Most people don't know because they only push 1 tier, but comcast has MANY tiers for different speeds. they could charge xyz per gb for the 6mb service, and abc for the 1mb.

Is there going to be a cap for business customers? If residential customers want to use more than 250gb will they be required to get a business plan with expensive SLA premiums? or will they have a new "power user" package?

is 250gb combined bandwidth? is it only upload/download? What about customers already paying more for higher speed packages? Are they going to provide tools for users to go online and check their data usage for the month? What about a "low" warning?

Many questions here are left unanswered. We should certainly not settle for a provided scope of only "250gb or else"
While 250gb is a very reasonable limitation for "most" users it sets a precedent for data caps on home users. Comcast is huge and other providers will follow. Soon our internet could be like gas prices...

Have no illusion that it will stay this proportionally large.

Time will go on and 250gb limits wont go higher as capacity is needed... OR they will slowly lower the 250gb limit till its more restrictive. People will accept the idea of a high limit and in 6 months it could be dropped to 200gb, then 100, then 50... but they already got their foot in the doors with the limit so people wont rebel much at 250... whats a little more?




RE: incomplete
By tastyratz on 8/29/2008 10:19:09 AM , Rating: 2
I forgot to mention the services this WILL hurt.

What about voip?

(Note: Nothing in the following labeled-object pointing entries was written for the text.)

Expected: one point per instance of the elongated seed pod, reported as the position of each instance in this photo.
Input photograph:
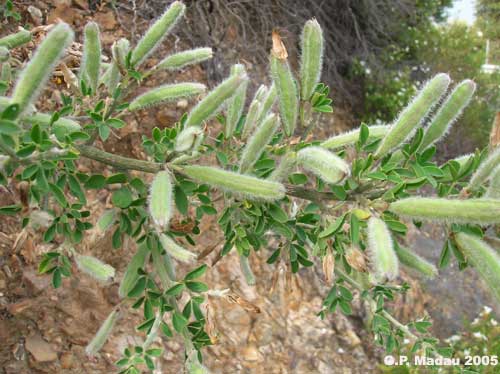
(287, 93)
(485, 259)
(485, 170)
(41, 65)
(351, 137)
(91, 60)
(415, 262)
(131, 273)
(95, 268)
(236, 103)
(250, 187)
(157, 32)
(448, 113)
(187, 138)
(103, 333)
(326, 165)
(165, 93)
(312, 58)
(175, 250)
(211, 104)
(161, 199)
(286, 166)
(383, 259)
(413, 115)
(480, 211)
(15, 40)
(247, 270)
(258, 142)
(185, 58)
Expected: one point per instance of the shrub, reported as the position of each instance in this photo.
(299, 201)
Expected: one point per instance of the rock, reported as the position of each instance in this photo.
(40, 349)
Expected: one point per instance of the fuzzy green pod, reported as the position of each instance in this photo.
(383, 259)
(15, 40)
(351, 137)
(37, 72)
(157, 32)
(485, 259)
(249, 187)
(165, 93)
(185, 58)
(131, 273)
(312, 58)
(258, 142)
(286, 87)
(326, 165)
(448, 113)
(187, 138)
(413, 115)
(95, 268)
(415, 262)
(236, 103)
(485, 170)
(161, 199)
(175, 250)
(103, 333)
(286, 166)
(480, 211)
(91, 60)
(211, 104)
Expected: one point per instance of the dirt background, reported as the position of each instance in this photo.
(43, 330)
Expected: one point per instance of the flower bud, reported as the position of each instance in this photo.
(157, 32)
(249, 187)
(480, 211)
(161, 199)
(37, 72)
(166, 93)
(326, 165)
(383, 259)
(413, 115)
(312, 58)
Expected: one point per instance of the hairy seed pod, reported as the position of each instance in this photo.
(247, 270)
(415, 262)
(131, 273)
(383, 259)
(286, 166)
(37, 72)
(182, 59)
(287, 93)
(157, 32)
(326, 165)
(103, 333)
(166, 93)
(91, 60)
(211, 104)
(258, 142)
(15, 40)
(485, 170)
(480, 211)
(161, 199)
(187, 138)
(236, 103)
(413, 115)
(448, 113)
(351, 137)
(175, 250)
(249, 187)
(95, 268)
(312, 58)
(485, 259)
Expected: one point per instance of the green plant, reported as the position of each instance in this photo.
(315, 199)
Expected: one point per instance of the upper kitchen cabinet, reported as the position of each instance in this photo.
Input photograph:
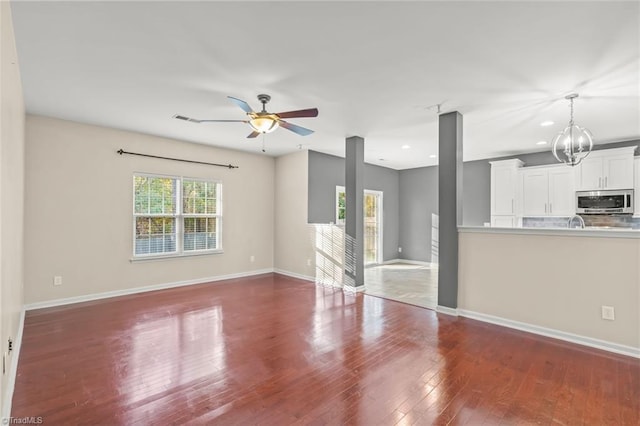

IPTV?
This is setting precedence. If caps start popping up in all flavors through providers as some sort of trend we may see the wonderful prospect of iptv killed before it takes off, and existing home voip will diminish.


RE: incomplete
By Staples on 8/29/2008 11:40:29 AM , Rating: 2
You can use VOIP 24/7 and you will not come anywhere near this limit. But iptv would use 200x more bandwidth. HD MPEG4 would use at least 2GB an hour.


RE: incomplete
By GaryJohnson on 8/30/2008 12:55:09 PM , Rating: 2
quote:
While they announced a 250gb cap... they did not announce what happens after that. Do you just get an innocent phone call like they make it appear? do you get 3 strikes? do they charge you over 250gb? do they throttle you over 250gb?


Maybe this is all just a PR FUD campaign designed to scare people into bandwidth conservation and/or scare high bandwidth users away from their service?